When, following another astronaut’s withdrawal, she’s suddenly, unexpectedly offered a place on the European Space Agency’s Mars probe, Sarah accepts without hesitation — despite the fact that it will entail a year-long separation from Stella. Following your dreams sounds simpler than practically enabling them to be realized, yet this is rarely a moral burden that has been placed on cinema’s sizable crew of stoic space dads: “Proxima” intelligently poses the question of whether proving the culmination of your ambitions to your children is worth sacrificing your time with them, and doesn’t arrive at pat, teachable answers.
If Sarah’s hitherto full-time parenting only underlines how hard she’s had to commit to her grueling space training, that doesn’t prevent her male counterparts — led by Matt Dillon’s typically rugged, rock-jawed American captain — from seeing her motherhood as a weakness, as they patronizingly suggest a lighter workload for her.
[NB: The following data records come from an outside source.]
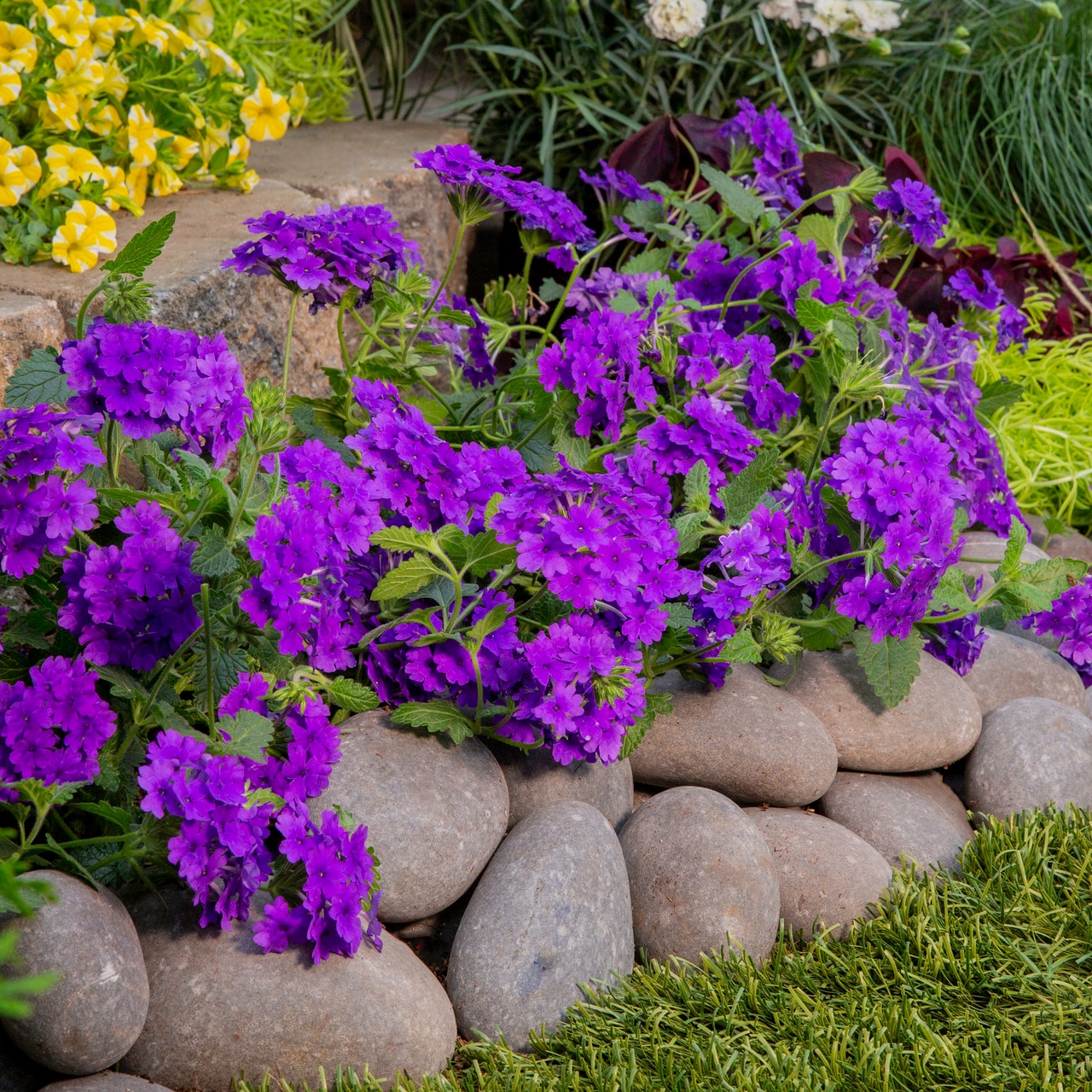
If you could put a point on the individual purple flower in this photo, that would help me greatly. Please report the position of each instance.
(916, 209)
(53, 728)
(151, 379)
(132, 604)
(42, 502)
(327, 253)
Winocour’s script, co-written with Jean-Stéphane Bron, is keenly perceptive regarding the unconscious bias and sexist microaggressions that women face even in supposedly progressive workplaces, but it doesn’t strain to make its feminist point by rendering Sarah some blandly unflappable superwoman: She’s permitted to fail, to act out, and to sometimes let her emotions get the better of her, en route to her objective.
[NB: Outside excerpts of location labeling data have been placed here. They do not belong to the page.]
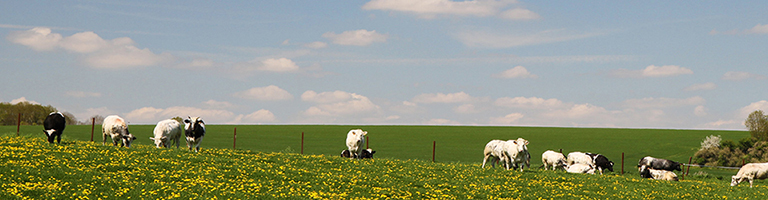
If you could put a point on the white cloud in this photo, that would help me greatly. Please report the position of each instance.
(652, 71)
(663, 102)
(516, 72)
(119, 53)
(316, 45)
(338, 103)
(82, 94)
(519, 14)
(429, 9)
(278, 65)
(740, 76)
(38, 38)
(360, 37)
(268, 93)
(508, 119)
(532, 102)
(458, 97)
(485, 39)
(702, 86)
(23, 99)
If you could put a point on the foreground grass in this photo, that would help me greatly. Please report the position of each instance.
(30, 168)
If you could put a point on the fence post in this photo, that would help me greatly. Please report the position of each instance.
(18, 125)
(93, 125)
(622, 163)
(234, 139)
(433, 151)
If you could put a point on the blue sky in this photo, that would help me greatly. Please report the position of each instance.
(650, 64)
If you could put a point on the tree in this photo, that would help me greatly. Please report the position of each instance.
(757, 124)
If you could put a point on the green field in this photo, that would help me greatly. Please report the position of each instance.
(32, 169)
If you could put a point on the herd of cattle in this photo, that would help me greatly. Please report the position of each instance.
(511, 154)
Green is an inspired choice to play this equally flawed and fantastic heroine, and rewards the risk with the gutsiest work of her career, matching written-in-the-eyes emotional candor to toughly tested physicality. Too often cast as imposingly alien vamps and villains, the actor has never been this plainly, honestly human on screen, yet the film doesn’t play down her darkly ethereal screen presence either: She’s wholly convincing as a woman torn between loving earthly attachments and a farther place in the cosmos where she’s somehow felt she’s always belonged. There’s sturdy support from Dillon, as well as Lars Eidinger and Sandra Hüller as Stella’s father and agency minder, respectively. Yet “Proxima” remains mostly a tender, intuitive duet between Green and Boulant-Lemesle, piercingly vulnerable but never too precious as a girl pivoting irregularly between supportive pride in her mother and gaping terror at her absence.
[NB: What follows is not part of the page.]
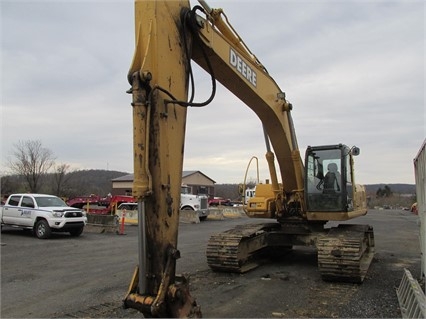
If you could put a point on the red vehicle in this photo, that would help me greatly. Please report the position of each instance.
(98, 205)
(216, 201)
The unvarnished authenticity of the writing and performances is matched by Winocour’s and DP Georges Lechaptois’ muscular, lucid shooting style, and benefits heavily from on-location work at the ESA’s Cologne facility, and later at Star City in Moscow — where Sarah is forced to enter quarantine, a phase of the film that, inevitably, lands rather differently now than it did nearly a year ago. Many of “Proxima’s” loveliest scenes amplify essential sensations of touch, be it the tickle of a ladybug crawling across one’s skin, a mother and daughter’s floating caress in a still, luminescent swimming pool, or the phantom contact of two hands separated by an austere pane of glass. Sarah knows she’ll miss these tactile details as soon as she’s soaring miles above them, but she has to find out what sensations lie beyond her realm of experience. “I’m becoming a space person, I’ve let space invade me,” she explains to her daughter, not voicing her uncertainty as to whether space will ever leave her, or her it.